Cette position prolonge la ligne dure que la SEC a adoptée sur la DeFi ces derniers mois, tout en laissant une porte ouverte au dialogue.

Pourquoi Hester Peirce parle-t-elle de « chute douloureuse » ?

La formule vise les fondateurs qui croient qu’un smart contract non-upgradable ou une gouvernance par DAO suffit à immuniser leur protocole. La commissaire, souvent perçue comme favorable à l’innovation, rappelle que le critère déterminant n’est pas la technologie employée, mais la réalité économique de l’opération. Une structure de gestion active, même partiellement décentralisée, peut tomber sous le coup de la loi.

Les équipes qui « tordent » le droit des valeurs mobilières pour contourner la supervision réglementaire prennent un risque : celui qu’un juge considère le produit comme un titre non enregistré, avec des conséquences civiles et pénales. Peirce encourage explicitement les acteurs à venir discuter avec la SEC plutôt que de parier sur une zone grise, une philosophie qu’elle défend depuis des années et qui contraste avec l’approche répressive ayant marqué la fin du staking sur Kraken.

Quel impact pour l’écosystème DeFi ?

L’avertissement Peirce s’inscrit dans un agenda plus large de redéfinition de la régulation des ETF et des produits structurés on-chain. La SEC dispose désormais d’une doctrine claire pour examiner les vaults : cinq critères opérationnels, une logique de substance économique, et une invitation au dialogue qui pourrait aboutir à des règles adaptées. Dans un contexte de tensions réglementaires et ETF qui animent le marché, cette clarification était attendue par l’industrie.

Les protocoles qui opèrent des vaults automatisés sans intervention humaine (type Yearn v3 ou des strategies purement algorithmiques) pourraient être moins exposés que les plateformes de prêt où un opérateur fixe manuellement les taux. La nuance est importante, mais le message global impose aux développeurs de documenter leurs choix d’architecture avec une optique de conformité. Pour les acteurs ayant déjà structuré leurs opérations sous MiCA 2 en Europe, l’enjeu est de taille : les standards américains pourraient diverger significativement du cadre européen.

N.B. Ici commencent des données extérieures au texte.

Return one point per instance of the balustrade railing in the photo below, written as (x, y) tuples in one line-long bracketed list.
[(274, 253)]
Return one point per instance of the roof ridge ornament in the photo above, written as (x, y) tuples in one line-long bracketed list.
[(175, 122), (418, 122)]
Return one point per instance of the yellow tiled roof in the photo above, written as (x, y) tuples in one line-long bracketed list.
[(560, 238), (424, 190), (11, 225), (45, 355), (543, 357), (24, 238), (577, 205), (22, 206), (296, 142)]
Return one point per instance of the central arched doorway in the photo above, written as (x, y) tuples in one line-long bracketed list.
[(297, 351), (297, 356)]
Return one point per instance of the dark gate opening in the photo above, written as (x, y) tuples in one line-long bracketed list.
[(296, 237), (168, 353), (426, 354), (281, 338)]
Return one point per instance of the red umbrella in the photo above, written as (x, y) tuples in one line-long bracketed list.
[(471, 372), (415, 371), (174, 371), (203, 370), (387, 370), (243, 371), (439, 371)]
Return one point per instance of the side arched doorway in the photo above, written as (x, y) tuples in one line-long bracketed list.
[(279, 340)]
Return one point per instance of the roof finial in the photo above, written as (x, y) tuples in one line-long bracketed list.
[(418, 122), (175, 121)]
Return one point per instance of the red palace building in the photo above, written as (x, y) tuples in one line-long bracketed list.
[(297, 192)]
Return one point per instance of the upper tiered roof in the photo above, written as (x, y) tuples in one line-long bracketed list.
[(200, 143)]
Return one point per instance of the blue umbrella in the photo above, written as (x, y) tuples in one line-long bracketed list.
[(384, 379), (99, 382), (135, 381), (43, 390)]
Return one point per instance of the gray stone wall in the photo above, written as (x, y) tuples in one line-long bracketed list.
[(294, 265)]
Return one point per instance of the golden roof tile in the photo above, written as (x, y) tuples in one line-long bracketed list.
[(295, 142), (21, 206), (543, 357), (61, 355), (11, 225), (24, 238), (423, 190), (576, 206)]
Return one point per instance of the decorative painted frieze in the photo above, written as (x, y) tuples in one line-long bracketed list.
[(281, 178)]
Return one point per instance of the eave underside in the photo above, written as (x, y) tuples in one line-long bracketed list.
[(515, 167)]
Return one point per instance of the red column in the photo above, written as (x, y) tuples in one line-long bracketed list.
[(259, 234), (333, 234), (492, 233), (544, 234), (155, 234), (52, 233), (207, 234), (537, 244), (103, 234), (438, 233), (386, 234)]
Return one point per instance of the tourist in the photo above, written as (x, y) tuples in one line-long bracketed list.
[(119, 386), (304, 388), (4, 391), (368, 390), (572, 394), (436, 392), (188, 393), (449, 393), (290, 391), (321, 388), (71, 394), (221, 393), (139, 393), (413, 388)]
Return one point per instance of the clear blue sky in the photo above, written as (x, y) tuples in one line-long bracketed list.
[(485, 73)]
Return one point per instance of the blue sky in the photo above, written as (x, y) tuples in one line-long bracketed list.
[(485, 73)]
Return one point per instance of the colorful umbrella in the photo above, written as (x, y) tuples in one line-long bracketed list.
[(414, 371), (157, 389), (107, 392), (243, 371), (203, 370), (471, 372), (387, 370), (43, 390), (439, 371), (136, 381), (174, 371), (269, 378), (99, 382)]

Lecture CryptoActu La déclaration Peirce est un signal fort vers les équipes DeFi, et elle dépasse la simple mise en garde. En listant cinq critères précis, la SEC offre une grille de lecture que les protocoles peuvent utiliser pour leur propre analyse de risque. Le vrai enjeu est de savoir si ce cadre débouchera sur une régulation ad hoc pour les stratégies on-chain, ou sur une application pure et simple des lois de 1940.

À retenir

La commissaire Hester Peirce fixe une ligne claire : les vaults et prêts on-chain avec gestion active ne sont pas hors d’atteinte du droit boursier américain. Les équipes ont tout intérêt à engager le dialogue avec la SEC plutôt que de forcer le cadre existant. La prochaine étape dépendra des premières « soumissions volontaires » d’acteurs DeFi, que Peirce appelle de ses vœux.

Questions fréquentes

Quels sont les 5 critères qui exposent un vault crypto à la régulation SEC ?

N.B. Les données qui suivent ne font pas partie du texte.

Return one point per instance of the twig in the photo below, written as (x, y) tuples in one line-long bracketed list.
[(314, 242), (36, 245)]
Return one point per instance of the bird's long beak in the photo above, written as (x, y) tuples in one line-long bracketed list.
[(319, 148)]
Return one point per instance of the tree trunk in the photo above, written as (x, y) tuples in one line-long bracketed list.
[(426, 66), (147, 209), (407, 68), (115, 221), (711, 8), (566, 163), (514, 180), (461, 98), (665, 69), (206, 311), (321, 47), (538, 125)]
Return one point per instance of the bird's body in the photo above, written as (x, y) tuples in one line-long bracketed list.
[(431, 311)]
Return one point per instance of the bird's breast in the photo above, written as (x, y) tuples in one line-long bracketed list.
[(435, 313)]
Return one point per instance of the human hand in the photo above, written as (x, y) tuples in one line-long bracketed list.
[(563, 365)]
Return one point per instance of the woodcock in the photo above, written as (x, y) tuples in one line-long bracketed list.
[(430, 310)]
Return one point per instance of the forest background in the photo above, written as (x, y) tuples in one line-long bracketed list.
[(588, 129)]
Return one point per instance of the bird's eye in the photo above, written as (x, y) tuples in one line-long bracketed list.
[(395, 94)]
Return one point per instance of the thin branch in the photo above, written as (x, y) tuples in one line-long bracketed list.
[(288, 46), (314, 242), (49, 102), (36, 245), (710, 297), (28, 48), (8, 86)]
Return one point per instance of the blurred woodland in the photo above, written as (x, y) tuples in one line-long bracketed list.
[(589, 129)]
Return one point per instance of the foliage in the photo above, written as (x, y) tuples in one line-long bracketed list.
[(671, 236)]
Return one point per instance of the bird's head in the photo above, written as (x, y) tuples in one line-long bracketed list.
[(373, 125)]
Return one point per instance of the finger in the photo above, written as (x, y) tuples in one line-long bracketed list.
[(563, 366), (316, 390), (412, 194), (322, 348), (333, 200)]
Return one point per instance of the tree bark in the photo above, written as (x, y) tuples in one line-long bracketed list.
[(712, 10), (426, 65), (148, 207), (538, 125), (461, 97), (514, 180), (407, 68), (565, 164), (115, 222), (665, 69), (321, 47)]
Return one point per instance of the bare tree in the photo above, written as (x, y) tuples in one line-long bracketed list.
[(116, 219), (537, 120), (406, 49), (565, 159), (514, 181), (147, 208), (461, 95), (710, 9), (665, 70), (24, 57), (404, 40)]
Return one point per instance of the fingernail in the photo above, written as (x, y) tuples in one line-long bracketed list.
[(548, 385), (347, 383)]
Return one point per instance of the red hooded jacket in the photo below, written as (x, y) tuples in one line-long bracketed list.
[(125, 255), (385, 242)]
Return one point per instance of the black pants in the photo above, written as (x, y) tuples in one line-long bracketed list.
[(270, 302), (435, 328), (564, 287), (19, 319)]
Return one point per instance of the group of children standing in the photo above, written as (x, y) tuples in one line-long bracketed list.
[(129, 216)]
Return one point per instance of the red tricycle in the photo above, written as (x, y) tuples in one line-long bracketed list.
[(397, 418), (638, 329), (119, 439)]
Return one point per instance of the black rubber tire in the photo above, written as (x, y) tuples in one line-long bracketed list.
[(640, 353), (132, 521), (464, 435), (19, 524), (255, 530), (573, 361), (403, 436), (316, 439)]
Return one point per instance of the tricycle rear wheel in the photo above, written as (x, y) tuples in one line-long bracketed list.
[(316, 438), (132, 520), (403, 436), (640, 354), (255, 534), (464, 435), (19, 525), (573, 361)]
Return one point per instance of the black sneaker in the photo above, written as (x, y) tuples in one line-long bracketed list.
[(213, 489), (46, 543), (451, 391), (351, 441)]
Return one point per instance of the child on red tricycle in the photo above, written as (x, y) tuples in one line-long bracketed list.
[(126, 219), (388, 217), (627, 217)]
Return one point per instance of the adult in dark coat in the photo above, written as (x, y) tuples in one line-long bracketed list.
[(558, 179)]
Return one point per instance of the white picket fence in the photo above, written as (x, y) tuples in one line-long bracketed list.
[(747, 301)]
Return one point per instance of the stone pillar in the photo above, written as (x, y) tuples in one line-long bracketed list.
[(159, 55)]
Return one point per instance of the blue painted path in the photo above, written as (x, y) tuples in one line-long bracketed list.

Les 5 critères identifiés par la commissaire Peirce sont : les stratégies de rendement, l’allocation d’actifs, la fixation des taux d’intérêt, les limites de prêt-sur-valeur (LTV) et les seuils de liquidation. Lorsqu’un opérateur exerce un pouvoir discrétionnaire sur au moins l’un de ces leviers, le produit peut relever du droit boursier américain.

Les protocoles DeFi automatisés sont-ils à l’abri des poursuites de la SEC ?

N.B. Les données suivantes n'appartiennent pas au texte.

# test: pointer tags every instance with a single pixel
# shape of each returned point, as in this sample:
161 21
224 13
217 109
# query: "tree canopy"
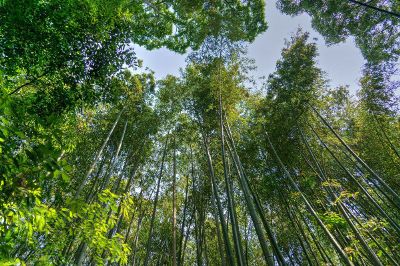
102 164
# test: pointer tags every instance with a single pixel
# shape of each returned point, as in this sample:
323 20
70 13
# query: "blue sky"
342 62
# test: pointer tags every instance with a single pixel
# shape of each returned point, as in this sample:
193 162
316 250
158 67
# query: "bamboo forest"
103 162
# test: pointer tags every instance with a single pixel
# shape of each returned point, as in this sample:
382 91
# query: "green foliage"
375 33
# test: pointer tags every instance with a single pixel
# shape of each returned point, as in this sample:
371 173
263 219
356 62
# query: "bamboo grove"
106 165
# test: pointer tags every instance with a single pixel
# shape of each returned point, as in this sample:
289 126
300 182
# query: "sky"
341 62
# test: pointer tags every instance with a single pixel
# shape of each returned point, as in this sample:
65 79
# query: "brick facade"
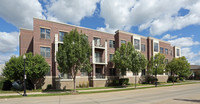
30 41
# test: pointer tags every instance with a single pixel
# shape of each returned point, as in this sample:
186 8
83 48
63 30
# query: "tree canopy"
158 59
179 66
36 68
127 58
74 54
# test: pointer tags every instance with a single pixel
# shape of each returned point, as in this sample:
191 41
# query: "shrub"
1 82
49 86
181 78
115 82
7 85
123 81
150 80
171 78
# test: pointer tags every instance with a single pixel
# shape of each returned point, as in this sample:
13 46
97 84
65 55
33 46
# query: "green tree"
159 60
138 62
179 66
74 54
126 58
121 57
36 68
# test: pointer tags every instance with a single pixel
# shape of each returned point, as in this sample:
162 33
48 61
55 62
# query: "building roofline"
73 26
159 40
26 29
128 33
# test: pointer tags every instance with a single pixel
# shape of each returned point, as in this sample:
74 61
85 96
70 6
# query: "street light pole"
24 57
156 75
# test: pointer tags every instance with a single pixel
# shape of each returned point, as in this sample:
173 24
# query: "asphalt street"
182 94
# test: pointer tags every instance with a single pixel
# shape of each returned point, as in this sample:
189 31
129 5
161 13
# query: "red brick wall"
56 27
26 41
165 45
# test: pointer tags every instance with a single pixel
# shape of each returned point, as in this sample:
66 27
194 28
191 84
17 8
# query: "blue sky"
175 21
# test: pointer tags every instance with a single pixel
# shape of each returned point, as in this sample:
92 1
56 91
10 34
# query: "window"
123 42
98 57
161 50
178 52
166 51
45 52
137 44
143 72
97 41
65 76
61 35
83 72
112 72
143 48
44 33
49 71
171 52
111 56
112 44
155 47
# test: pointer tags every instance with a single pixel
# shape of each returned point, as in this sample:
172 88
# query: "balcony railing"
99 76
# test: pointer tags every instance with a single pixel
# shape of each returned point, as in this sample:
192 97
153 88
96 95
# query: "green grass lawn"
67 92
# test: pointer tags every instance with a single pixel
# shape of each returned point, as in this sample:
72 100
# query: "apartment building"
47 36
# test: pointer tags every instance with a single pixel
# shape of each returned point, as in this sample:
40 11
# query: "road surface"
182 94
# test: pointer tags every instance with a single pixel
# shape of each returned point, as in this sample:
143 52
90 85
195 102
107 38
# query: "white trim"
156 41
139 38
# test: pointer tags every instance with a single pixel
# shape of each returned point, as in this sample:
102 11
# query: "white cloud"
187 45
72 11
116 13
184 42
168 36
9 41
107 29
192 57
5 58
20 12
155 15
188 53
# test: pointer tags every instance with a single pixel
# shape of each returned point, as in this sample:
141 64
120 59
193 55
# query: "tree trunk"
34 86
173 79
74 79
135 80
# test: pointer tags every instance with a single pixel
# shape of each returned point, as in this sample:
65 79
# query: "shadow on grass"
189 100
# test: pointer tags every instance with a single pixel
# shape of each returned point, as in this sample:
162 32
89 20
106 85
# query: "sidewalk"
87 90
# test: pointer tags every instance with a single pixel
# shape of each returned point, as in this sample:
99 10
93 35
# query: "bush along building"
47 36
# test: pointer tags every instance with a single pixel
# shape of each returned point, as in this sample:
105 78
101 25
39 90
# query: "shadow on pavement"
189 100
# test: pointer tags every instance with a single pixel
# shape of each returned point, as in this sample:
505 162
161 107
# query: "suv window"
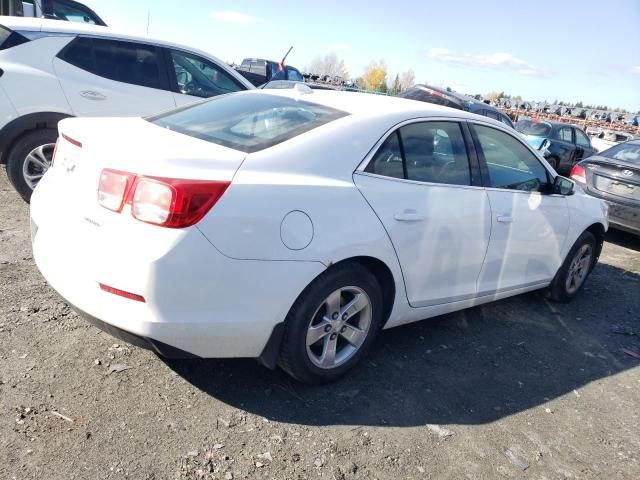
432 152
201 78
565 134
581 139
510 164
126 62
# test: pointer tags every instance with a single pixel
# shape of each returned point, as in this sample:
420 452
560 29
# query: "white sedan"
292 225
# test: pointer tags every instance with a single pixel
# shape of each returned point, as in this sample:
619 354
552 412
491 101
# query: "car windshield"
537 129
626 152
247 122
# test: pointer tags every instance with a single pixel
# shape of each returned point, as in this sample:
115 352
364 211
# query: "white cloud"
339 47
498 60
233 17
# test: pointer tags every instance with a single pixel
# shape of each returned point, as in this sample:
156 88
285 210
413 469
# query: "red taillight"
167 202
579 174
122 293
55 150
113 188
174 203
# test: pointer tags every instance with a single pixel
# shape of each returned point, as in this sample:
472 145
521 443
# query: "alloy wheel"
37 163
339 327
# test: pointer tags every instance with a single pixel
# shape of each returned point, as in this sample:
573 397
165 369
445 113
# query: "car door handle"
93 95
408 216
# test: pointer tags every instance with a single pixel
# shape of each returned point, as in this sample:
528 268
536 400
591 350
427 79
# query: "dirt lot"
517 389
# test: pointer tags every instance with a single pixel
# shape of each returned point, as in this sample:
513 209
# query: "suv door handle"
408 216
93 95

Pas automatiquement. Un smart contract non-upgradable ou une gouvernance par DAO n’offre pas d’immunité juridique si la réalité économique révèle une gestion active. Toutefois, les protocoles purement algorithmiques sans intervention humaine (comme certaines stratégies Yearn) présentent un profil de risque réglementaire moins élevé que les plateformes avec opérateur centralisé.

Pourquoi la SEC s’intéresse-t-elle spécifiquement aux vaults crypto en 2026 ?

L’attention de la SEC s’intensifie à mesure que la valeur totale bloquée dans les vaults DeFi dépasse les 30 milliards de dollars et que ces produits attirent des investisseurs particuliers. La Commission applique désormais aux stratégies on-chain les mêmes standards que ceux qui régissent les sociétés d’investissement depuis 1940.